With the rising costs of living and the UK’s national debt being forecast to rise even further over the next 5 years (according to a study by the International Monetary Fund), it is no surprise that the number of adults entering insolvency in the UK is increasing.  The impact of insolvency upon individuals and their families is always significant, but inevitably more so for those going through a marital breakdown.

Under the Insolvency Act 1986 and the Insolvency (England and Wales) Rules 2016, creditors can apply to the court to make an individual bankrupt if they have debts of £5,000 or more, but an individual can also apply themselves.  Following the presentation of a petition and the making of a bankruptcy order, a Trustee in Bankruptcy  (either an Insolvency Practitioner or the Official Receiver) will be appointed, and the bankrupt individual’s estate will thereafter vest in the Trustee in Bankruptcy until such time as the bankruptcy is discharged.  This is usually after 12 months but can be extended.  Essentially, a bankrupt’s “estate” will comprise his or her assets and property, and the role of the Trustee is to gather, realise and distribute a bankrupt’s estate on behalf of their creditors.  A bankrupt’s estate is ultimately distributed in the fixed order of secured creditors; the expenses/costs of the bankruptcy; preferential creditors; ordinary creditors and interest due, with spouses coming a firm last in the pecking order of priority.

For the non-bankrupt spouse, the situation can become a minefield and, as usual, timing is everything.  In summary the primary objective of financial remedy proceedings on divorce is the fair distribution of the financial resources of divorcing spouses, whereas the primary objective of bankruptcy is the repayment of debt to creditors.  These two events are not mutually exclusive, and so typically, the non-bankrupt spouse’s claims will fall directly into competition with the Trustee in Bankruptcy unless steps are taken to avoid this.

In general, a non-bankrupt spouse’s claims will only succeed in circumstances where the financial remedy proceedings have concluded before a bankruptcy order has been made, the final order has taken effect (in other words, the divorce itself has been finalised) and where they are not considered to be at an undervalue.  A Trustee in Bankruptcy has the power to set aside or void any dispositions made between spouses in the period 5 years prior to the bankruptcy if considered to be at an undervalue or a sham, or otherwise during the bankruptcy period, which runs from the date of the bankruptcy order to its discharge. 

Unfortunately, even though there are special provisions for the treatment of the family home, these do not exclude it from the estate of the bankrupt even if it is held in joint names, and although a period of grace or notice is given before a sale, a sale is often unavoidable if there are no other realisable assets, although interestingly if not sold within 3 years from the date of the bankruptcy the family home will re-vest in the bankrupt.

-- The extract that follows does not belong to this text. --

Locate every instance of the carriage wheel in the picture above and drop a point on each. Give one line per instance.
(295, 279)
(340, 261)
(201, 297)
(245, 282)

For separated and divorcing couples, navigating through the rules can be extremely difficult, risk laden and expensive, but there are some features which will assist spouses, especially where the other party’s asserted bankruptcy is tactical or disingenuous.  Pension assets not in payment do not usually vest in the Trustee in Bankruptcy and will survive the process.  Such assets will therefore remain available to the non-bankrupt spouse against which to make a financial remedy claim, as does part of the bankrupt’s income during the bankruptcy in certain circumstances and after its discharge.  A non-bankrupt spouse can also challenge the bankruptcy order by application to annul if they can prove that the bankrupt spouse was able to pay their debts as they fell due, or, by application to rescind in exceptional circumstances.